原本在认真看文献的男孩儿立刻抬头,看到周安宁的打扮时,脸颊飞起一道不明显的浅红,随后扬起一个灿烂的笑。
“安宁姐,我给你点了美式咖啡和蓝莓贝果。”
“你怎么知道我喜欢吃这两样?”周安宁有些惊讶。
“以前看你和我哥出去约会的时候会点。”
周安宁想起昨晚戚闻发表的那一段长篇大论,眼皮立刻一跳,说:“我和你哥都是几百年前的事儿了,不提也罢。”

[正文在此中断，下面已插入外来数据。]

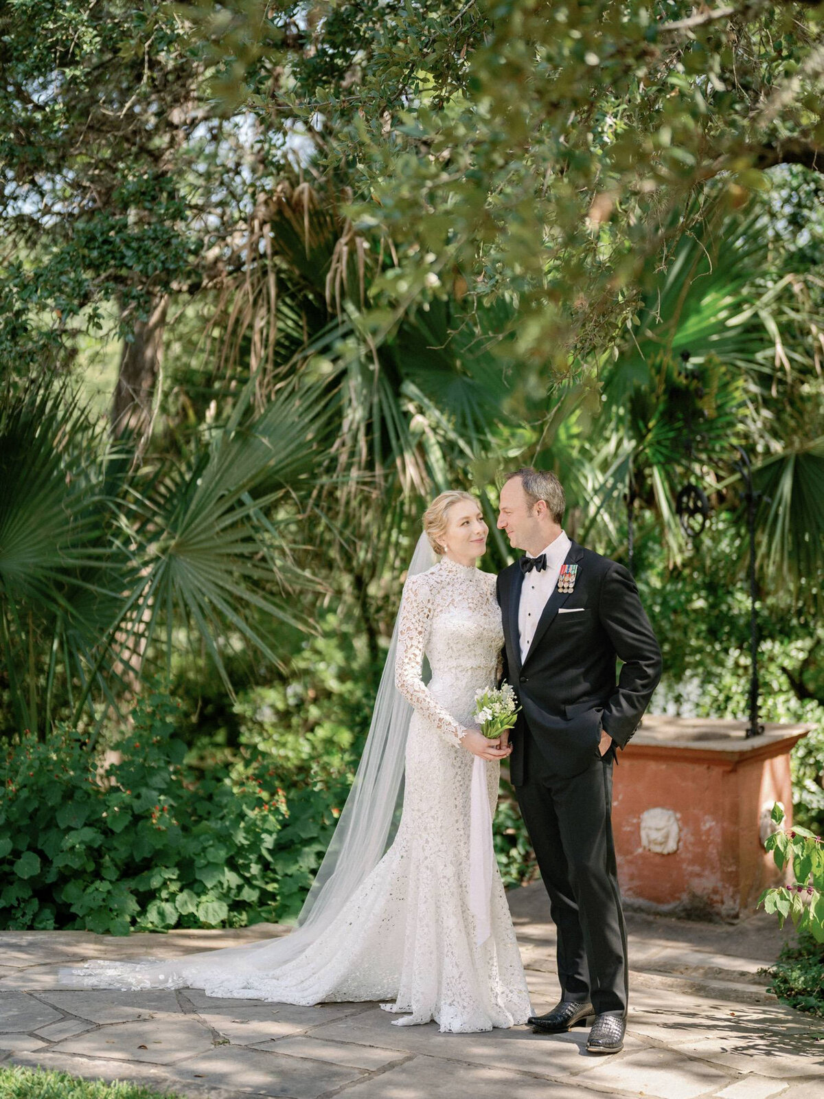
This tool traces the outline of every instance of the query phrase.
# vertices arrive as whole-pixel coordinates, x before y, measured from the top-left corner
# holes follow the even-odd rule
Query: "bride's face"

“好。”戚嘉延看着她,撑着下颌随口问:“你们的项目进展怎么样?我哥昨晚似乎给你打了很长的电话。”
周安宁一愣,脸上瞬间有点儿尴尬:“你在旁边?”
“我离他很远,只是听他说是给你打的电话,然后看见他在阳台坐了一个多小时,一直在说。”
可不是吗,戚闻昨晚叭叭叭地说,周安宁耳朵都听得累。
她不想多说了,坐下来喝了口冰美式。
“来,我们聊聊你的essay吧。”
周安宁一抬头,忽然对上戚嘉延的视线,也不知道他看着自己看了多久。
他蓦然笑了,嘴角微扬,眼睛仍然注视着她。